The objectives of the forum was to increase public awareness on women's participation in the agriculture sector and shed light on the policies that encourage women empowerment and productivity.
The main policies that were discussed centered on the relaunched of the Gender Agriculture Development Strategy (GADS) II, the Land Bill and their incorporation into the Government of Ghana's agriculture policy initiatives and programs:
'Planting For Foods and Jobs, One District One Factory, One Village One Dam and the Ghana Integrated Plan for Agriculture Development (GIPAD), also known as the Agriculture Marshall Plan.'
Mrs Victoria Aniaku, a Director at the Directorate of the Women in Agriculture Development took the participants through to understand the Gender and Agriculture Development Strategy (GADS II) Policy.
She said the GADS II have nine strategic objectives namely Strengthen institutional capacity for Gender-Responsive policies, Programmes, Projects, Budgets and Monitoring & Evaluation within the sector, Enhance equitable delivery of agricultural services and Access to Inputs, Enhance access to and control over land, Information on Land Rights and Tenure Security and Develop and disseminate Gender-sensitive Appropriate Technologies along the Agriculture Value Chain including climate smart practices.

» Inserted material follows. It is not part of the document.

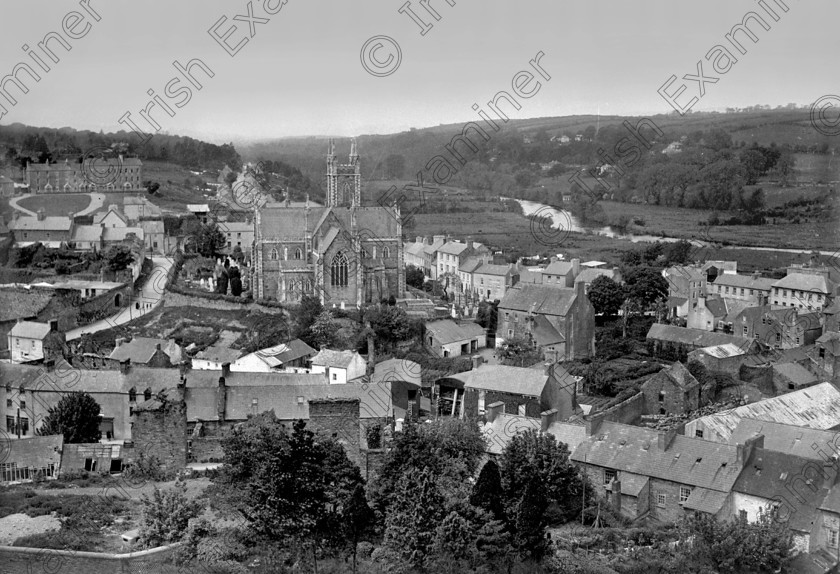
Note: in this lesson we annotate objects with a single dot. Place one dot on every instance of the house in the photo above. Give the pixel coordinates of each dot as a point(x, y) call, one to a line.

'Other strategies are to promote Gender-responsive Agri-business, Value-Addition and market access for livelihood and income, Promote Gender Sensitive Research and Extension Linkages, Promote Equal representation and participation in decision-making by Women and Men at all Levels, Harness the potentials of vulnerable farmers for Social Protection along the Agricultural Value Chain and Strengthen Gender Co-ordination among key ministries, Civil Society Organisations, the Private Sector and Development Partners.'
Dr Benjamin Armah Quaye, National Project Coordinator of the Land Administration Project (LAP II) made a presentation on the Gender provision on the approved Land Bill.
He said Gender Strategy within the context of land administration seeks to promote and secure access to land and other natural resources for women, independent of men relatives and independent of their civil status.
Dr Quaye said such a policy stance is the basis for identifying and establishing instruments that eliminate, or at least decrease gender bias with regard to natural resource tenure in Land Administration programs, including title registration, and natural resource use and management.
Ms Patricia Blankson Akakpo, NETRIGHT Programmes Manager said the forum served as a platform for 60 stakeholders from women's rights organizations, women farmer groups and other representatives from the public sector who are all crucial actors in Ghana's agriculture development.
She encouraged participants to advocate for evidence-based and gender-responsive policies in the agriculture sector to strengthen their access, control and ownership of critical agriculture resources.
In Ghana, Feed the Future works to create the enabling environment for private sector participation, increase investment in Ghana's agriculture, boost the nutritional status of vulnerable populations, and link farmers to markets opportunities.
Its aim is to increase the capacity of the Government of Ghana, the private sector and civil society organizations to implement evidence-based policies, conduct research and advocacy and perform rigorous monitoring and evaluation of agriculture programs implemented under the Medium-Term Agriculture Sector Investment Plan (METASIP).
NETRIGHT is a network of civil society organizations and individuals who have a clear interest in working together to promote women's right in Ghana through critical analysis of the gender dimensions of national processes and policies and advocate for policy change.